Because we are made in the image of God, we have the freedom, and indeed the responsibility, to choose. Where there is no freedom of choice there can be neither sin nor righteousness, because it is in the nature of both that they be voluntary.
Sin is a voluntary act known to be contrary to the will of God; if there is no moral knowledge there can be no voluntary choice, so there can be no sin. It is the knowledge of right and wrong that imposes the necessity for us to make a choice; because of the fatal decision of Adam and Eve to eat of the tree of the knowledge of good and evil, we must all choose; sin became inherent in man when our first parents made the decision to eat of the forbidden fruit. It was the wrong choice.

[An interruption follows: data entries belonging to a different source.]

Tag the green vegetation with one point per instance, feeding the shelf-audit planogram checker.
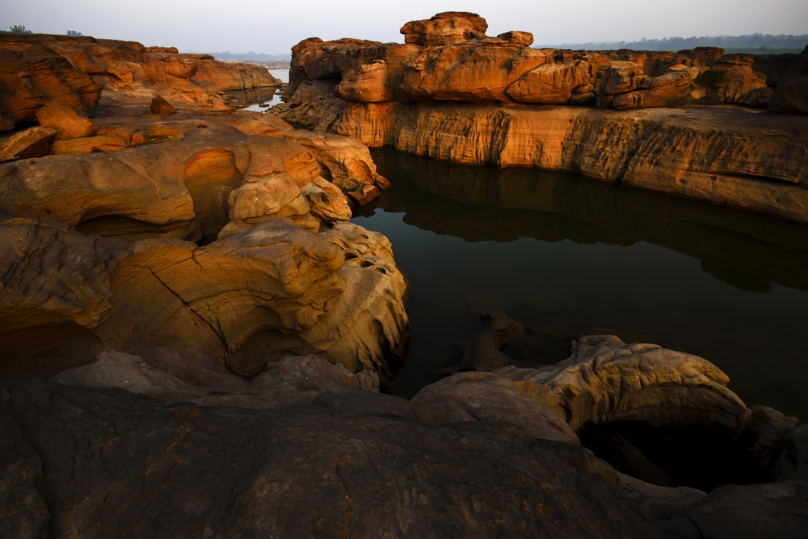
(16, 29)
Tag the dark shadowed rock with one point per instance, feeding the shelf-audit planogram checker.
(141, 468)
(161, 107)
(33, 142)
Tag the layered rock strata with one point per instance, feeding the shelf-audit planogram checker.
(38, 68)
(608, 392)
(449, 58)
(476, 100)
(318, 458)
(321, 442)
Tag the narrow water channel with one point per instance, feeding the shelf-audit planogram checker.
(567, 256)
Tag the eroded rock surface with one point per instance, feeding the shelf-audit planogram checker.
(292, 470)
(249, 299)
(453, 94)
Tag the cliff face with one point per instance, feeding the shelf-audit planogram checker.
(754, 162)
(477, 101)
(37, 68)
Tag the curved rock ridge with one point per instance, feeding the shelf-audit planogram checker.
(752, 162)
(33, 74)
(37, 68)
(451, 93)
(486, 204)
(299, 458)
(204, 175)
(606, 381)
(252, 298)
(607, 389)
(449, 58)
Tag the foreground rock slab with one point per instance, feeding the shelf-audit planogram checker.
(150, 469)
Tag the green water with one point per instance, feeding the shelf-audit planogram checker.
(566, 256)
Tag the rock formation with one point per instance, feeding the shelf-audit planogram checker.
(790, 94)
(478, 100)
(311, 464)
(37, 68)
(33, 74)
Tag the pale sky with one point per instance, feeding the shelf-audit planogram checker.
(273, 27)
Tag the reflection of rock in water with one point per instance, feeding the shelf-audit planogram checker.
(482, 203)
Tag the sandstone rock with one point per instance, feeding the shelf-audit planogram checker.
(704, 55)
(255, 297)
(768, 510)
(274, 196)
(469, 72)
(65, 120)
(33, 142)
(605, 380)
(446, 28)
(78, 146)
(515, 36)
(346, 162)
(789, 96)
(171, 50)
(551, 83)
(33, 74)
(366, 83)
(740, 77)
(758, 98)
(665, 90)
(56, 283)
(482, 352)
(175, 189)
(161, 107)
(485, 397)
(682, 153)
(290, 382)
(327, 202)
(284, 480)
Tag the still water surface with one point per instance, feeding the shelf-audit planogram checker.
(253, 99)
(565, 256)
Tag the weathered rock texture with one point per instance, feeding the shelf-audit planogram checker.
(486, 204)
(249, 299)
(189, 177)
(32, 74)
(38, 68)
(607, 389)
(791, 95)
(475, 101)
(351, 462)
(730, 158)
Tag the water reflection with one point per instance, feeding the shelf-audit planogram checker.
(726, 285)
(251, 99)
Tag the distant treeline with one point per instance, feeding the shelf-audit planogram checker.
(751, 41)
(245, 55)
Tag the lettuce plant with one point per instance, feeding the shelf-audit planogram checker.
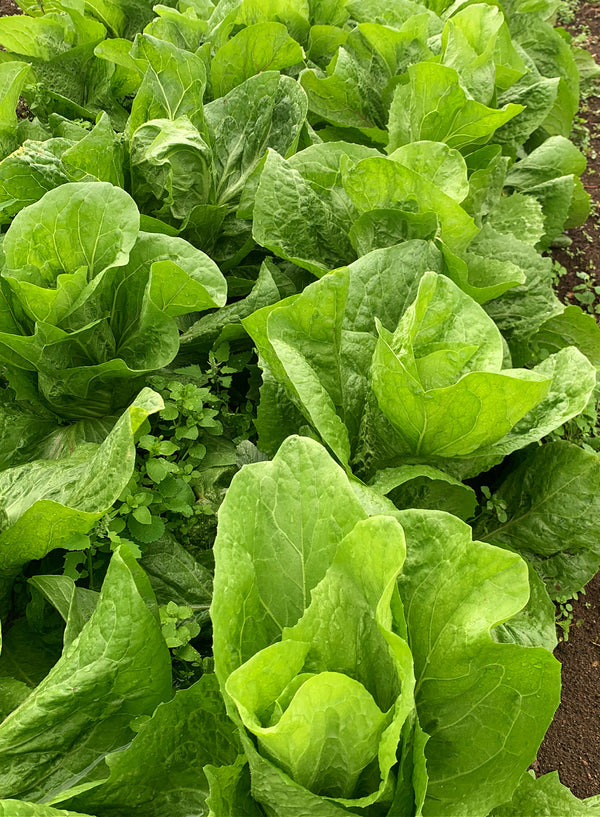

Lucifer became Satan when he made his fateful choice; “But you said in your heart, ‘I will go up to heaven; I will exalt my throne above the stars of God; I will sit on the mount of assembly in the sides of the north. I will ascend above the heights of the clouds; I will be like the Most High” (Isaiah 14:13-14).
Here a choice is made against knowledge and against authority; here, sin was conceived and death brought forth, even as James said;
“But each one is tempted by his own desire, being dragged away and enticed into wrongdoing; then, the desire conceiving, it gives birth to sin, and the sin being brought to completion, it brings forth death” (James 1:14-15).
On the other hand, Jesus Christ revealed the nature of holiness and righteousness when He cried out; “Not according to My wish, Father, but Yours” (Matthew 26:39). Here is a deliberate choice made with the full knowledge of the consequences. On the face of it, the wish of the man who was God, seems to be in conflict with the higher wish of God the Father in heaven, but that is to misunderstand what is taking place. Jesus wishes to fulfill the Messianic scriptures by going to the cross and offering redemption to mankind, but here, on the face of it, He is dying in the garden instead, thus failing in His prophesied mission. Nevertheless, He yields to the Father’s wish, even if it means the plan of redemption is not carried out; and, we are told, His prayers were listened to because of His “reverent submissiveness” or “reverent compliance” (Hebrews 5:7), the same quality with which we are urged to serve God (Hebrews 12:8).
These examples show us the vast difference between Christ and Satan and that difference divides saint from sinner to this day, and heaven from hell for eternity. The secret of righteousness is not the destruction of the will of man, but the yielding up of it into the wish of God.